Bir çığlık oluş haliyle Yıldızın Saati hem şair Rilke’yi hem de Orhan Veli’yi aklıma düşürüyor. Duino Ağıtları’nın ilki şöyle başlar: “Kim, bağırsam, duyardı çığlığımı melek saflarından? Tut ki biri yüreğine aldı beni apansız: Yok olur giderdim daha güçlü varlığının önünde. Evet, güzel dediğin yalnız başlangıcıdır korkunç olanın, anca dayandığımız; tanşırız onu, çünkü hor görür, umursamaz bizi yerle bir etmeyi. Her bir melek korkunçtur.” Rilke bu satırlarda yüzünü göklere, tanrısal kata çevirmiştir.

“Her melek korkunçtur!” çünkü varlığınızı ele geçirme tehlikesi yaratır, anlatıdaki yazar Rodrigo’nun başına geldiği gibi. Orhan Veli, ağlasam sesimi duyar mısınız derken insanlara seslenir, yüzü yeryüzüne dönüktür. Lispector’un volkanik bir patlama gibi saçılan yazını ise hem göksel olana hem yeryüzüne hem de yeraltında seslenir:

“Hayatım boyunca içimde yaşayan cinlere, cücelere, gök ve yer perilerine…” ithaf etmiştir kitabını.  O unutulamayanı dile getirirken hem göksel olanı hem yeryüzünü aşarak evrenin tüm katmanlarına sızarak yazmaya yönelmiştir. Bu sessiz patlamayı, hıçkırıksız bu ağıtı yazının ritmini bozarak sunar.  Ruhunun çalkantısını kelimelere ve aksak ahenksiz bir ritme devşirmiştir.
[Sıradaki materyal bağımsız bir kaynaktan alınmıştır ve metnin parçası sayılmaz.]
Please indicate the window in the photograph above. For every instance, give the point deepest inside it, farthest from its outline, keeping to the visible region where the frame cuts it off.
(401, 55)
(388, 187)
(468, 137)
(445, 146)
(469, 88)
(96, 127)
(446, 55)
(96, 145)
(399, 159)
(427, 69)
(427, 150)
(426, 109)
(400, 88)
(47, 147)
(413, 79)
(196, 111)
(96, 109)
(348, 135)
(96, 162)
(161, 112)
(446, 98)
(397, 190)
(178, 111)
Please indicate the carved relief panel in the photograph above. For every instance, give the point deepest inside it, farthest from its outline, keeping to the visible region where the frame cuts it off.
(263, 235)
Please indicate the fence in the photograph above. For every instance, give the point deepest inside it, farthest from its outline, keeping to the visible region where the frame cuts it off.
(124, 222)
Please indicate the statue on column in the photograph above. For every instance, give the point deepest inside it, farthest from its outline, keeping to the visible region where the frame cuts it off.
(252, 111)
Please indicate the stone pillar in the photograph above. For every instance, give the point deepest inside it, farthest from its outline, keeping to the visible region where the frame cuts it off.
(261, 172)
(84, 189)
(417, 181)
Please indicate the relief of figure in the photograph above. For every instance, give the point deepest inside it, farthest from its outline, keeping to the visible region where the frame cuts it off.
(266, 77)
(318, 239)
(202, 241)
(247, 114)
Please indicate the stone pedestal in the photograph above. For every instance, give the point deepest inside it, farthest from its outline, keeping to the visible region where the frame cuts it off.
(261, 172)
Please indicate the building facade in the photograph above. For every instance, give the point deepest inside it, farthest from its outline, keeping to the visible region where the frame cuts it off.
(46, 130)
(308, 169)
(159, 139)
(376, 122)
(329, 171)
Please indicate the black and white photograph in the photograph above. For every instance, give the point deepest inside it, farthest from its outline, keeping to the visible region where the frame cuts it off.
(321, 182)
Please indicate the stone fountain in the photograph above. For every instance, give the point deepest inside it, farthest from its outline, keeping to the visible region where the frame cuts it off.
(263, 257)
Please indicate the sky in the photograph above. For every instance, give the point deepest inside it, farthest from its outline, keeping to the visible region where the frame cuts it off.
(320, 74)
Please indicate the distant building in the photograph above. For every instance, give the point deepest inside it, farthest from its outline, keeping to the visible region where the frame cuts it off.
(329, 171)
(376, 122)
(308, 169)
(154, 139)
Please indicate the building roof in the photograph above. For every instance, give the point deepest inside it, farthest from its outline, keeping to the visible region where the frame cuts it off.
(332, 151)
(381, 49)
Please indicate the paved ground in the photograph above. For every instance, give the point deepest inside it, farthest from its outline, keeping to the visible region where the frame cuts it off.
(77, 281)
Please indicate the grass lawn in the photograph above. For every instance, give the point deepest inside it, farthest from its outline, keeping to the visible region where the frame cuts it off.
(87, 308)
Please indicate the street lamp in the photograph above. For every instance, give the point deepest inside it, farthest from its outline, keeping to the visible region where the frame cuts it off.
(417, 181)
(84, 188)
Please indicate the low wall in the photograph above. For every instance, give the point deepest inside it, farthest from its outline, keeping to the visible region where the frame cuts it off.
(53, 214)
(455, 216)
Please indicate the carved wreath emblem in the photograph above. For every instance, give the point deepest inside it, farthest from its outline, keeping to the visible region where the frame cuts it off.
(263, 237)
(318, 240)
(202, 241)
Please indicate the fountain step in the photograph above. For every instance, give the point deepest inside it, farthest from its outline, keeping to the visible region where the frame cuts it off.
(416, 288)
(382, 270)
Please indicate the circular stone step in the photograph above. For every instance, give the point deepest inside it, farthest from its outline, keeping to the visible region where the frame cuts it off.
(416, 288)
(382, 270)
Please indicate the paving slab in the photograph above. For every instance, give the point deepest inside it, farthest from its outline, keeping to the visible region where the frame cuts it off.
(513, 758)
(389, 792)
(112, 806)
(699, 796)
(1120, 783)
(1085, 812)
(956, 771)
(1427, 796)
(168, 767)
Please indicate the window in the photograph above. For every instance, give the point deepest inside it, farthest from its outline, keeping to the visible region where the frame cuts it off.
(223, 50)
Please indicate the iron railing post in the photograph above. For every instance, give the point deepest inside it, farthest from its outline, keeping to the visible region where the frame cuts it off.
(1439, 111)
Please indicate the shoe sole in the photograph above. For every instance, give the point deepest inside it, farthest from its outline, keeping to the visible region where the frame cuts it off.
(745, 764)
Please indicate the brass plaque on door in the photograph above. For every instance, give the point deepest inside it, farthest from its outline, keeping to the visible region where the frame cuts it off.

Bu yüzden bu kitap “bir çığlıktır!

Ben kimim?

Lispector’un anlatısındaki melek yüzünde yok olma hissi olan o genç kızdır: Macabea! Ona melek oluşu ben yakıştırıyorum. Zira hiçbir kez “ben kimim” sorusunu sormamıştır, soramamıştır daha. O yüzdendir ki melektir. Henüz masumiyetini kaybetmemiştir. Ben kimim sorusuna verilen her cevap meleğin düşüşüne ve aklın yükselişine işarettir: “Bu kız amaçsızca yaşadığı için kendi hakkında hiçbir şey bilmiyor. Eğer “ben kimim” diye soracak kadar aptal olsaydı yere kapaklanırdı. Çünkü “ben kimim” demek bir ihtiyaçtan kaynaklanır” (sf:18).

Orhan Veli

Bu anlatı bir sızma eylemidir demiştik; bir sızıntı deneyimi ve sessiz bir dans: Parçalanmışlığı içinde evrenin tüm katmanlarına sızarak bütüne ulaşır. Bir keşiş bir aziz gibi, bir şair ve belki de en çok sessizliği de duyabilen kulaklara sahip olan bir bir besteci gibi: “en kalın, en düşük notaya, en derine ve dünyanın trombonuna varmak istiyorum” der.

O Ana Adanmış, John Bergerin çok güzel kitaplarından biri. İşte dünyanın trombonuna varmak için o en derine, dibe ve ayrıntılara musallat olana adanmıştır bu kitap. O bakışa, kaybolma hissini taşıyan bakışa, o ana adanmıştır. Nitekim, Gürbilek’in kitabında dile getirdiği gibi bakış yani görüleni, arzu edileni var edendir. Peki ya hiç arzu edilmeyen, görülmeyen, bakılmayan o kim? Hakkında hiç konuşulmayan, duyulmayan, onu kim konuşacak, kim görünür kılacak, buna kim gönül indirecek? İşte “Bizim Büyük Çaresizliğimiz”(Barış Bıçakçı) burada düğümleniyor. Lispector, Yıldızın Saati ile bu işe soyunuyor. Tekinsiz bir alanı kaşıyor.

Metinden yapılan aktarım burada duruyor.